George Disborough, 1925-1985, artist, scholar, sportsman, and trout fisherman was aptly described in one phrase by Michigan DNR Fisheries Chief, Dave Borgeson. At a dedication of a memorial to George on the banks of the Coldwater River, Freeport, Michigan, Dave opened his remarks with, “George Disborough was a gentle man.”
Born in Indiana, George cut his teeth, so to speak, as a smallmouth bass fisherman on the rocky limestone creeks of his native state. Upon moving north to Michigan in 1960, he found that the equivalent waters here supported a significant population of trout. It was, therefore, only natural that his passion for fishing would undergo a transfer of species to salmonids. He avidly pursued his sport, reading much of the available literature. He was a charter member of the Kalamazoo Valley Chapter Trout Unlimited and enthusiastically used his many talents to promote the growth of the chapter and the ideals of the national organization of Trout Unlimited.
His philosophy was, of course, consistent with his personality. He never really counted the number of trout he caught, but rather counted the hours of enjoyment and solitude that he spent on the stream. The act of pursuing and fooling a good trout with a well presented fly was not the only objective; he enjoyed the whole experience. The sight of a doe leading her fawn to the stream to drink the clear waters was a savored occasion. The thundering wing beat of a grouse or the whistling flight of a woodcock weaving its way through the tag alders added to the musical sounds of the river. The call of the whippoorwill signaled a good evening hatch. Even the frolicking play of a family of otters could be appreciated, though he knew that they would figuratively scare the spots off any trout in the vicinity.

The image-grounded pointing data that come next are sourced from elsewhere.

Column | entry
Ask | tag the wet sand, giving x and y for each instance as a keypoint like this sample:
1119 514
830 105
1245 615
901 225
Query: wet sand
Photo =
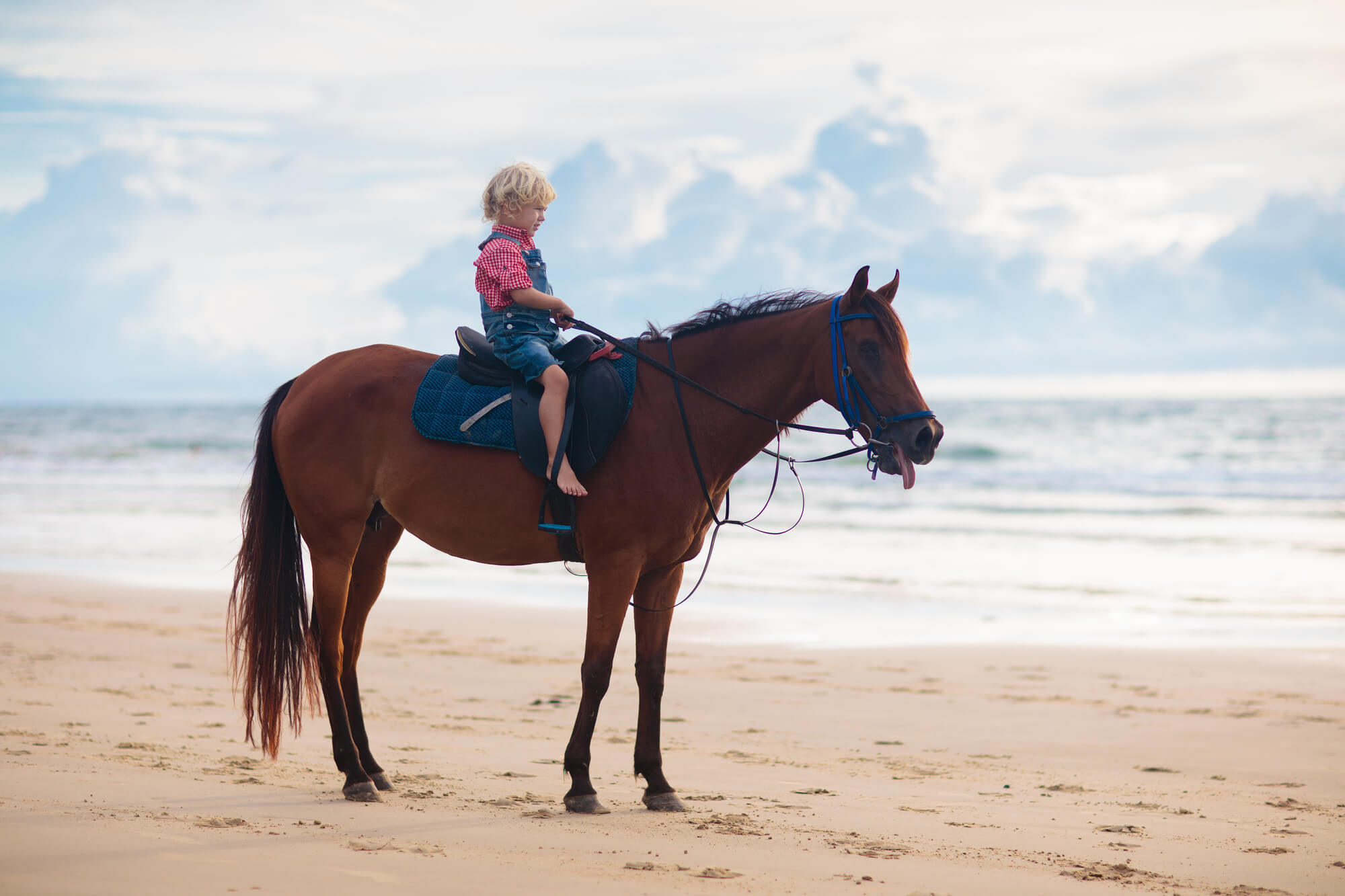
935 770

Over the years, George was keenly aware of the attrition caused by overuse and misuse of our streams. This “gentle man” was never strident, but he was firm in his persuasion that the future of trout fishing lay in conserving, maintaining, and enhancing the resource. His skills created and fostered an advertisement that explained the “catch and release” posture with the admonition: “Don`t kill off your sport – limit your kill, don`t kill your limit.” The reclamation and restoration of trout habitat were also items of prime importance.
It is therefore fitting that the Kalamazoo Valley Chapter Trout Unlimited has established the George L. Disborough Trout Unlimited Research Grant to aid and encourage the recipient graduate students and research fellows in their studies to attain these ends.